Graft cannot be quantified in South Sudan, says Manyang

Graft cannot be quantified in South Sudan, says Manyang
The former Minister for Defence and Veteran Affairs who now serves as the current Special Presidential Advisor Gen. Kuol Manyang Juuk. [Photo: Courtesy]

Gen Kuol Manyang Juuk, Senior Presidential Advisor and former Minister of Defence, has stated that corruption exists in the country but cannot be quantified.

He stated during an exclusive interview with The City Review on Tuesday, that the Americans who claimed that 75 individuals in South Sudan had embezzled government funds could not provide details of how much money those individuals embezzled or which specific bank accounts the money was wired into.

“Of course, I don’t rule out that corruption is not there, but the level of corruption has not yet been quantified, whether they are all the people who are corrupt or individuals, and why are they not apprehended?” he noted.

He reiterated that corruption was a “difficult animal to control”, because accusations without evidence could not paint a good picture. He cited a challenge of auditing foreign banks when there were such accusations, saying that foreign banks could not accept auditing.

“There are some technical issues that we still ask ourselves.” Corruption is there worldwide, so, it is a difficult animal to control. But also, you cannot accuse somebody without evidence if he has taken the money. In a clever way, we will just be suspecting that this person has taken the money. But how do we prove that? Proving it is not easy,” Gen Kuol added.

Financial requests terminated

In November 2021, the Minister for Finance and Planning, Agak Achuil Lual, warned government officials against unauthorised financial requests with fake documents in his ministry.

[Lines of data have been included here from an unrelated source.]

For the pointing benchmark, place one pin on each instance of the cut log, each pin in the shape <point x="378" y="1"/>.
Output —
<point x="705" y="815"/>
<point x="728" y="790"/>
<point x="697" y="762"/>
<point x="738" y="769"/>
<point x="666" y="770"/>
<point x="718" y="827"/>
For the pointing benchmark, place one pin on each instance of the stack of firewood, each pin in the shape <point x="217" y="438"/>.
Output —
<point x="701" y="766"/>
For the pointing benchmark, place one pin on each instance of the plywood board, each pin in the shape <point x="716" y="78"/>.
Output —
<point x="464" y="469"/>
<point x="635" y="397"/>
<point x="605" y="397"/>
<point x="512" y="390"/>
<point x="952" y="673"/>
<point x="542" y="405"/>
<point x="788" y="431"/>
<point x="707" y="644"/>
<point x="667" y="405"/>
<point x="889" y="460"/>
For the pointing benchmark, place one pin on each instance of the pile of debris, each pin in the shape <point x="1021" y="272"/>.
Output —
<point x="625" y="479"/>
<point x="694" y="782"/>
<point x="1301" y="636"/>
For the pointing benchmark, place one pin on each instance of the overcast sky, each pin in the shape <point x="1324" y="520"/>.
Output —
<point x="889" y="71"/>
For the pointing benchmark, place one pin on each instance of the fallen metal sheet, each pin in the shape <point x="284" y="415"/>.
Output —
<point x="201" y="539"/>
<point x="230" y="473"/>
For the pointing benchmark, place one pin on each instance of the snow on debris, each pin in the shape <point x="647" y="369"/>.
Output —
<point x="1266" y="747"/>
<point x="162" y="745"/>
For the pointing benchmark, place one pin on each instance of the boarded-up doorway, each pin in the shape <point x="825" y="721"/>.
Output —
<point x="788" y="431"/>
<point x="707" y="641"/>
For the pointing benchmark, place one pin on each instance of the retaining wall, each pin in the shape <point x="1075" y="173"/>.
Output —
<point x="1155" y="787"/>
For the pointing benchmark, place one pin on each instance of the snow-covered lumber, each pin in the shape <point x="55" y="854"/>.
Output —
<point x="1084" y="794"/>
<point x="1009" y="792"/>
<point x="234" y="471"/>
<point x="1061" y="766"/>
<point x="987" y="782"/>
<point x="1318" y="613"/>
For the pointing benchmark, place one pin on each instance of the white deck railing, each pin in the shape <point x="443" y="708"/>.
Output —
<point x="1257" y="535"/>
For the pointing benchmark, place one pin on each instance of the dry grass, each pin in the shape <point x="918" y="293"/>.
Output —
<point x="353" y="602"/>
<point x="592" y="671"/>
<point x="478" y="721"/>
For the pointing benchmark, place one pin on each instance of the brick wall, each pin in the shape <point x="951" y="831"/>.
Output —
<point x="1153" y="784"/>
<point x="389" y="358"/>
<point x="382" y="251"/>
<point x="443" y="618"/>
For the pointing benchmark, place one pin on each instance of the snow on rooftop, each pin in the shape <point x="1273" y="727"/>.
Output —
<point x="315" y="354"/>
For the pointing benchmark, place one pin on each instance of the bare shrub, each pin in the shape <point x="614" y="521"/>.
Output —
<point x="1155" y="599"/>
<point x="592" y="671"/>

The Finance Minister made the statement during his reception at the ministry of education and called upon the government officials to help him fight inflation.

“I am not here in this ministry to fight but to work and make sure that the economy improves. We need to work as a team to improve the economy. We need to stabilise the economy so that prices of commodities stabilise in the markets,” Agak said.

Agak further warned the National Revenue Authority not to spend the revenue collected from citizens and business owners.

“The national revenue authority was created to collect the taxes.” It’s not a spending agency. All the money should be collected, and I will be the one to release it. Don’t take the money from the collection account, “he warned.

“I will do the reform and I will start from where they have stopped because the reform does not belong to the International Monitory Fund or World Bank. It’s our reform, “he said.

President’s directive

Last year, during the swearing-in ceremony of the new finance minister, Agak, President Salva Kiir directed Agak to pay civil servants and organised forces their salaries without delay.

“Make sure that all the civil servants and the organised forces are paid monthly.” If you do that, it is not only you who has helped yourself, you have also helped me, and you have helped the people of South Sudan,’’ the President warned as he delivered his statement after the swearing-in of ministers.

He further directed him not to follow the footsteps of his predecessors, who he said used to syphon money into foreign bank accounts.

The current finance minister, Agak Achuil Lual, is the ninth minister to serve in the institution since independence on July 9, 2011.